Written by Charlotte Campbell
Would An Ice Bath Help Your Workout?
Just the words ice bath make some people shiver. But, for others, they are an integral part of working out. Many top training facilities have designated ice bath zones. So should you be incorporating a chilly dip into your routine?
Ice baths help the recovery process. When you finish working out, your body pumps oxygen and detoxes. In particular, it flushes out compounds such as lactic acid which causes fatigue and soreness. Lactic acid is created when glucose is broken down in the body. The more intense the exercise, the more lactic acid is created. When you feel a burning sensation during exercise, that’s one of the factors you can thank.
Ice baths cause your blood vessels to tighten and thus help the body drain lactic acid. They also reduce swelling. Once you leave the bath, the blood vessels widen again and let through a stream of “fresh” blood. This blood is packed with oxygen, and so it can quickly set to work reinvigorating the muscles.
How Long Do You Need To Stay In An Ice Bath For?

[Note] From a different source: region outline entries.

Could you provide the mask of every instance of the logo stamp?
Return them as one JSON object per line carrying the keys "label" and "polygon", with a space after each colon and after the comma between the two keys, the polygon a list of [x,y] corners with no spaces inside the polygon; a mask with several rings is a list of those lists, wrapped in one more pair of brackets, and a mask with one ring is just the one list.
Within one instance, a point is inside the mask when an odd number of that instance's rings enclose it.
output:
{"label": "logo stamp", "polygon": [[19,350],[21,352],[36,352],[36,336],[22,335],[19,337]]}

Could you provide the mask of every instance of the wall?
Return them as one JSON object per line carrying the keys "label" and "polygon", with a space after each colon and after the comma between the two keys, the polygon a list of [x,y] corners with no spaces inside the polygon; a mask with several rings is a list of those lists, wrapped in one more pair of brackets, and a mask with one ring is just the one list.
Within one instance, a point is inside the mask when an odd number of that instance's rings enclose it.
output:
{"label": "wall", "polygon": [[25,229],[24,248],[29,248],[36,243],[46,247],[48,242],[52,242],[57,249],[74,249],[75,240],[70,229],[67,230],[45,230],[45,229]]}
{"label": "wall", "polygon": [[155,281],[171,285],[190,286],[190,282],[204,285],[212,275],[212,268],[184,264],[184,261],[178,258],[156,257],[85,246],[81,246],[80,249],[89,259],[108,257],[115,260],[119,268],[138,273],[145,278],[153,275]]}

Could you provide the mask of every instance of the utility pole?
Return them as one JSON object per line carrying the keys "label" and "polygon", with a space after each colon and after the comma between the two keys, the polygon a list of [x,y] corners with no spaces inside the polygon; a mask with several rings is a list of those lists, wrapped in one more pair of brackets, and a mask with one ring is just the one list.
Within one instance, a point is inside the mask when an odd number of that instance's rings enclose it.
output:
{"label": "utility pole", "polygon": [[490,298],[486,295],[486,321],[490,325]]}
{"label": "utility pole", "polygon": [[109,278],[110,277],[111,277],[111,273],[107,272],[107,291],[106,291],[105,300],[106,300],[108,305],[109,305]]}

Experts suggest a 10-20 minute stay in a chilly tub should do the trick. Don’t stay in for more than 20 minutes, it is not advisable to have the blood vessels tightened for so long.
As with post-workout protein shakes, you should use an ice bath within 20 minutes of your workout finishing for it to be effective.
Who Should Use Ice Baths?
People who do regular intense workouts will benefit from an ice bath. If you find yourself suffering from fatigue or sluggish muscles, taking the plunge after exercising could help. In particular, athletes who are doing intense training in the run up to a competition or match often find ice baths prevent them from losing momentum before their big event.
If you are a casual exerciser or do gentle workouts you are unlikely to feel the benefit of an ice bath.
Would An Ice Bath Replace My Protein Shake?
No. An ice bath aids the recovery process in terms of detoxing and oxygenating the muscles. Protein shakes give your muscles a surge of protein to help create lean muscle mass and healing the micro tears in muscle tissue. The two would certainly complement one another, however.
Considering An Ice Bath?
If you think you could benefit from an ice bath, you can always build up to the real deal to test its benefits. Try turning your shower to its coldest setting before you jump in. Or, massage your muscles with ice immediately after working out for 10-20 minutes.
When you’re ready to try a proper ice bath, half fill a bathtub with cold water. Then fill with ice (around 2-3 large bags from a supermarket should be fine). Don’t plunge your whole body in on the first attempt. Aim to get to the tops of your legs for your first go –so try it out after leg day to get the maximum benefit.
Over a few attempts, lower your body in more until you can handle it up to your neck. Do not submerge your head at any stage. Build up your time up to 20 minutes, and you’ll be at peak ice bath. Your muscles will thank you the day after!
Our articles should be used for informational and educational purposes only and are not intended to be taken as medical advice. If you’re concerned, consult a health professional before taking dietary supplements or introducing any major changes to your diet.